Nonostante l’esempio della grande tradizione filosofica antica, in gran parte vegetariana secondo il primo luminoso modello di Pitagora, la filosofia moderna è stata piuttosto reticente, e in genere conformista o indifferente, sul tema della rilevanza morale degli animali non umani e, in particolare, sulle ragioni del vegetarismo etico; si è lasciata infatti guidare, per lo più, dal feroce e acritico dualismo cartesiano.
Solo recentemente ha cominciato ad emergere la consapevolezza che anche a questi animali vadano riconosciuti “diritti”: innanzitutto, il diritto a condurre una vita degna di essere vissuta.
Tenendo presente la terribile realtà di quelle “catene di smontaggio” che sono gli allevamenti intensivi e i mattatoi, ma anche i dubbi e la repellenza suscitati dalla sperimentazione animale e dalla vivisezione, la questione animale si pone oggi nei termini di una grave emergenza etica.
Inoltre, l’enorme espansione degli allevamenti resa necessaria dalla dieta carnea forsennatamente praticata in tutto il mondo ricco sta producendo effetti disastrosi anche sull’ambiente: un vero e proprio “ecocidio”, come spiega Jeremy Rifkin, per cui questa pratica appare immorale e ingiusta non soltanto verso gli animali non umani, ma anche verso quelli umani, cioè anche in termini economici si rivela irrazionale.
Anche solo per questi motivi, il titolo della presente relazione andrebbe rovesciato, perché a dover fornire una giustificazione della propria forma di vita dovrebbe essere il carnivoro, e non il vegetariano.
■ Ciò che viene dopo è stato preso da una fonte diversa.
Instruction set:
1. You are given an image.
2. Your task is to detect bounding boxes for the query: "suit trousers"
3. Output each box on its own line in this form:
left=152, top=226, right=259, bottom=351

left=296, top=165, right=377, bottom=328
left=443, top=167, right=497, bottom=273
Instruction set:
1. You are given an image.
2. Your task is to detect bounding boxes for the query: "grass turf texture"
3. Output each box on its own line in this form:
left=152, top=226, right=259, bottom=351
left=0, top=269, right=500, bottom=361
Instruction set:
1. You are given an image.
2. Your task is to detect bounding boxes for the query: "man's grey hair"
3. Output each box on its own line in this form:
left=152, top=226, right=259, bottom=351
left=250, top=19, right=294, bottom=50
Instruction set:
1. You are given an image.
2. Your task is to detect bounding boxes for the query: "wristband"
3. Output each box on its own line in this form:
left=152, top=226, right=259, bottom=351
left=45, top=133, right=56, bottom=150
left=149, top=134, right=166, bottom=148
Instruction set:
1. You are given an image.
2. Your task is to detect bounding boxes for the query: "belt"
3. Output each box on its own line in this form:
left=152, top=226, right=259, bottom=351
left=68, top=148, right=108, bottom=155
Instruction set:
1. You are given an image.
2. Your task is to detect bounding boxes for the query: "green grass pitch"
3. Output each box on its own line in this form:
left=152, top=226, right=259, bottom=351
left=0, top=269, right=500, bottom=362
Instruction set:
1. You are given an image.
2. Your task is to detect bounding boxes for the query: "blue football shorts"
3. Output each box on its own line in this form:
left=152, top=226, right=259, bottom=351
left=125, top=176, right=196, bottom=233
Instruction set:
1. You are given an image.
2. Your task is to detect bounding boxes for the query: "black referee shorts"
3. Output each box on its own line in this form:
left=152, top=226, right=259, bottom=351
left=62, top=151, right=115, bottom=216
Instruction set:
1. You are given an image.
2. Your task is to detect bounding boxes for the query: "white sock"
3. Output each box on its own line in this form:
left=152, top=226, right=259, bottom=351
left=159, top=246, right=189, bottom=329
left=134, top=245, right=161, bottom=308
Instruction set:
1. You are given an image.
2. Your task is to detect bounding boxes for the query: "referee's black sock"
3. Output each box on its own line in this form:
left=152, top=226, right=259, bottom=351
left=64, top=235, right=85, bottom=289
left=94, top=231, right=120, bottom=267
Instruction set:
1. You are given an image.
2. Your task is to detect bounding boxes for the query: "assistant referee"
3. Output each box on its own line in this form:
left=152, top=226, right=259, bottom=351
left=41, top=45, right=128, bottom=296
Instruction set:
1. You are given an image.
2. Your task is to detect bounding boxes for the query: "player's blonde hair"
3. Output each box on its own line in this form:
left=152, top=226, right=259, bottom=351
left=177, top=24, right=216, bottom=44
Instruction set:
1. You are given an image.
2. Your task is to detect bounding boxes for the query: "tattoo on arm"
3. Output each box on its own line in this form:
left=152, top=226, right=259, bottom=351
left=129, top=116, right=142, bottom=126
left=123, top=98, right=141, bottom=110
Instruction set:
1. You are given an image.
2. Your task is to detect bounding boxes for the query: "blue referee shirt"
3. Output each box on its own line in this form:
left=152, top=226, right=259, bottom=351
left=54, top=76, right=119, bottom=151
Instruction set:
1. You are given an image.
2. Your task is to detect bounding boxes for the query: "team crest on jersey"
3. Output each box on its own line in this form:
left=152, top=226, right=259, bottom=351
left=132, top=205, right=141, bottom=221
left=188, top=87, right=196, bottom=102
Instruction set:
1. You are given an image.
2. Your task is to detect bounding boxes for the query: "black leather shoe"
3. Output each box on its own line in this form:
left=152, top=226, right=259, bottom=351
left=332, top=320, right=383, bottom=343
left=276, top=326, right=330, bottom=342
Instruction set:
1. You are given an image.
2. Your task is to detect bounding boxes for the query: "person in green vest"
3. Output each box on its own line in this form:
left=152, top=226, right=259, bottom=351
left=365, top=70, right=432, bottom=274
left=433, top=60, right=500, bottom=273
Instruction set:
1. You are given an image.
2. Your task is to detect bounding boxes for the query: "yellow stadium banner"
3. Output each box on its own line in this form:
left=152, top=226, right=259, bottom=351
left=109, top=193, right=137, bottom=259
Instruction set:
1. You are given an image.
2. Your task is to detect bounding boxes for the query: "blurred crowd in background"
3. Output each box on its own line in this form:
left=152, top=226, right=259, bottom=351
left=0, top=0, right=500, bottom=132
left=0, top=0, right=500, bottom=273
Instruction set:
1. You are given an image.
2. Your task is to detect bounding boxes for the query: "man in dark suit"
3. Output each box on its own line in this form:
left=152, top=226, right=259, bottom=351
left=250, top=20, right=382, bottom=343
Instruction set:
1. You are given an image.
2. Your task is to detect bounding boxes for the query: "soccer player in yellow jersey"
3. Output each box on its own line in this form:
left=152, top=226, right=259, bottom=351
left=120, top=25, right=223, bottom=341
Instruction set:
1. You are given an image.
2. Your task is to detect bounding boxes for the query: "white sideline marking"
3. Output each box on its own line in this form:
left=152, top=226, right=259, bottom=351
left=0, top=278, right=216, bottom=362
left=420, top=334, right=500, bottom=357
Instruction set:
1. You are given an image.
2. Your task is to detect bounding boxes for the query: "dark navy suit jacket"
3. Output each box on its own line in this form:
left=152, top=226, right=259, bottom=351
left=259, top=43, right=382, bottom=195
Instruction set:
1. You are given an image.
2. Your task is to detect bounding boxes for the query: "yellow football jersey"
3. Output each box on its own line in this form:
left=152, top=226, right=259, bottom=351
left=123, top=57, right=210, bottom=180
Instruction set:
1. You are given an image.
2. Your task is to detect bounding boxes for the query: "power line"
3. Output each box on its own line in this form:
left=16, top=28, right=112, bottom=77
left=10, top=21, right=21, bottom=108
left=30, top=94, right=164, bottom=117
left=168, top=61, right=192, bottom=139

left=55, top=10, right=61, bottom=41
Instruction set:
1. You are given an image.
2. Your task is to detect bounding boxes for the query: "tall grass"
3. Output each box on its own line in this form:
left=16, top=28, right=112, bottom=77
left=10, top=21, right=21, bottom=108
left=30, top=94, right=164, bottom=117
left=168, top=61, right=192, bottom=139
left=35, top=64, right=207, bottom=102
Ma l’uomo, come si sa, è un legno storto, quindi assumiamo pure che l’onere della prova tocchi al vegetariano, cui si presentano subito due questioni.
La prima si riferisce al modo d’intendere questa pratica di vita: essa va intesa come atto supererogatorio, cioè come una scelta possibile accanto ad altre forme ugualmente accettabili benché diverse, o come azione doverosa?
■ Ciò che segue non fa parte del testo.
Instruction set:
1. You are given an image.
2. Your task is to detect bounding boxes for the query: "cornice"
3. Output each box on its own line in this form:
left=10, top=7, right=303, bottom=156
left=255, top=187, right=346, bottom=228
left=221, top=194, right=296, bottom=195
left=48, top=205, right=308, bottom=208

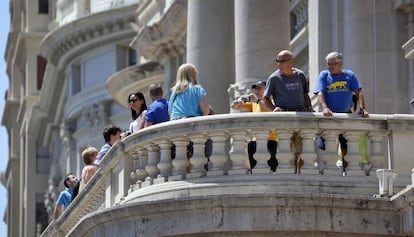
left=39, top=4, right=138, bottom=69
left=133, top=0, right=187, bottom=61
left=394, top=0, right=414, bottom=12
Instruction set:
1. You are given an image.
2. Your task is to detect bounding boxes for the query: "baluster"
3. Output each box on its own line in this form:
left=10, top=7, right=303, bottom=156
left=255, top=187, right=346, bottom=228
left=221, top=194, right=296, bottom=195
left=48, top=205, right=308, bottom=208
left=368, top=132, right=388, bottom=169
left=252, top=129, right=270, bottom=174
left=313, top=131, right=326, bottom=174
left=276, top=129, right=293, bottom=174
left=300, top=129, right=317, bottom=174
left=344, top=131, right=364, bottom=175
left=129, top=150, right=139, bottom=185
left=187, top=134, right=207, bottom=178
left=207, top=131, right=230, bottom=176
left=135, top=147, right=148, bottom=188
left=229, top=130, right=250, bottom=175
left=171, top=137, right=189, bottom=180
left=157, top=140, right=173, bottom=182
left=145, top=144, right=160, bottom=184
left=322, top=130, right=341, bottom=174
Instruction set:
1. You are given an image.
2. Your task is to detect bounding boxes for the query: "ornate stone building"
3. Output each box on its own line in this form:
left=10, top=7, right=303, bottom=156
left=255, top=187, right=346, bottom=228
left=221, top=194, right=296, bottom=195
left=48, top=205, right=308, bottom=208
left=2, top=0, right=414, bottom=236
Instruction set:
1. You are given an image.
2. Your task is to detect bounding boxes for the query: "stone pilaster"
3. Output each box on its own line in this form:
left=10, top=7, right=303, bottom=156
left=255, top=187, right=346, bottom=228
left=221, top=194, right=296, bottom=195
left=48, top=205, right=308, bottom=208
left=187, top=0, right=234, bottom=113
left=234, top=0, right=290, bottom=86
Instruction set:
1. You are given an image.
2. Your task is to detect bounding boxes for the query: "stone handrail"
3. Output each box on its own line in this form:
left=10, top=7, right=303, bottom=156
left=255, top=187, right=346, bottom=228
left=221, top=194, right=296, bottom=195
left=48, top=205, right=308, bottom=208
left=42, top=112, right=414, bottom=236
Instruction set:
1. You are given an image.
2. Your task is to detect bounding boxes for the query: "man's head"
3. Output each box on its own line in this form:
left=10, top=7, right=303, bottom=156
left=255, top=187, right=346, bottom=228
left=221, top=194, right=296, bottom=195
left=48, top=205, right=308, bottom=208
left=149, top=83, right=163, bottom=100
left=102, top=125, right=122, bottom=146
left=325, top=52, right=343, bottom=74
left=252, top=81, right=266, bottom=99
left=82, top=146, right=98, bottom=165
left=63, top=173, right=78, bottom=189
left=276, top=50, right=294, bottom=73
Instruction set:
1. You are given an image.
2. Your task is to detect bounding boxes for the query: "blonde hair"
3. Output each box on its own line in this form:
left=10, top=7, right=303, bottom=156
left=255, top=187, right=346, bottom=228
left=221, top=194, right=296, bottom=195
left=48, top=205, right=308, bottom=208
left=171, top=63, right=199, bottom=94
left=82, top=146, right=98, bottom=165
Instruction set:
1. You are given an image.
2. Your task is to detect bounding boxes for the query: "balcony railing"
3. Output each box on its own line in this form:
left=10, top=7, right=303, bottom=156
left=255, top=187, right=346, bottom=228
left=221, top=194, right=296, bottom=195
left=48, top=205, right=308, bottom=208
left=42, top=112, right=414, bottom=236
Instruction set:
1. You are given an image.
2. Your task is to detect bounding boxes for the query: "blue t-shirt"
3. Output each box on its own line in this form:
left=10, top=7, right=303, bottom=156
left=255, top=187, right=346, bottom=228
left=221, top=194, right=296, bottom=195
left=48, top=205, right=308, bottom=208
left=314, top=70, right=362, bottom=113
left=168, top=85, right=207, bottom=119
left=56, top=189, right=72, bottom=209
left=145, top=99, right=170, bottom=124
left=95, top=143, right=111, bottom=164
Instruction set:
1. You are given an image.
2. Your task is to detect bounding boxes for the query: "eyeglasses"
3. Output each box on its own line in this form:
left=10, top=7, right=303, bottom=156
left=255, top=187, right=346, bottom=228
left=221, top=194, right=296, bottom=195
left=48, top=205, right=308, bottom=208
left=275, top=58, right=290, bottom=63
left=129, top=98, right=138, bottom=103
left=326, top=62, right=339, bottom=67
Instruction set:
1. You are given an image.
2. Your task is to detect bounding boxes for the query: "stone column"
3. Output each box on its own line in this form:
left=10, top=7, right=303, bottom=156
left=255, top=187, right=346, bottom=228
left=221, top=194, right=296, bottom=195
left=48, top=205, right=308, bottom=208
left=343, top=0, right=411, bottom=113
left=308, top=0, right=340, bottom=104
left=234, top=0, right=290, bottom=88
left=187, top=0, right=234, bottom=113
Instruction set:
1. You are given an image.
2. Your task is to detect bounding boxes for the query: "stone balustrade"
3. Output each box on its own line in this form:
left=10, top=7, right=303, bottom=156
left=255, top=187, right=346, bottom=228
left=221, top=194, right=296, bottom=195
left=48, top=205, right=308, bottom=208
left=42, top=112, right=414, bottom=236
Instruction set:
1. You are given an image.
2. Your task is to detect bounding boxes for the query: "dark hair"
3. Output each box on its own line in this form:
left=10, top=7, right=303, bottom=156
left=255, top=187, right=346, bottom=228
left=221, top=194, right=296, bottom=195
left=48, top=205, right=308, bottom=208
left=128, top=91, right=147, bottom=120
left=102, top=125, right=122, bottom=143
left=149, top=83, right=163, bottom=96
left=63, top=173, right=75, bottom=188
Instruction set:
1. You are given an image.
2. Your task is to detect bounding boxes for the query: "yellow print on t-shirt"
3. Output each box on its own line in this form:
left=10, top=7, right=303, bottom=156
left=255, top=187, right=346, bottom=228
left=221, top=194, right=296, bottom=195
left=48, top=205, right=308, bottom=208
left=326, top=81, right=348, bottom=93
E in questo secondo caso, andrebbe intesa come un dovere vincolante solo moralmente o in termini di normativa giuridica?
La seconda questione si riferisce invece al tipo di etica alla quale ci si dovrebbe riferire, perché l’uomo vive oggi nel pluralismo etico.
A seconda di come si risponde a queste due questioni, si hanno forme diverse di vegetarismo.
Iniziamo dicendo, innanzitutto, che l’alimentazione umana presenta due aspetti che la caratterizzano e differenziano: essa non risponde solo a un bisogno fisiologico-biologico, ma anche a una prospettiva culturale.
Anzi, è un fatto sempre più culturale: vi è nel cibo, anche, un contenuto simbolico sempre culturalmente condizionato, al punto che si può parlare di un vero e proprio linguaggio dell’alimentazione.
Per questo motivo, è falso dire che “l’uomo è ciò che mangia”, essendo vero il contrario: l’uomo decide di mangiare in relazione a ciò che è o ritiene (per lo più inconsciamente) di essere.
Si pensi al significato cultuale del cibo, presente in tutte le religioni, al valore del pasto in comune, del cibo festivo, del digiuno, dei tabù alimentari ecc.; in particolare, è degno di nota il fatto che per lo più il digiuno è stato inteso come astensione dalle carni.
Si può dire, quindi, che il vegetarismo è una forma o pratica di vita in cui si esprime una concezione della vita in senso intellettuale, emotivo e spirituale.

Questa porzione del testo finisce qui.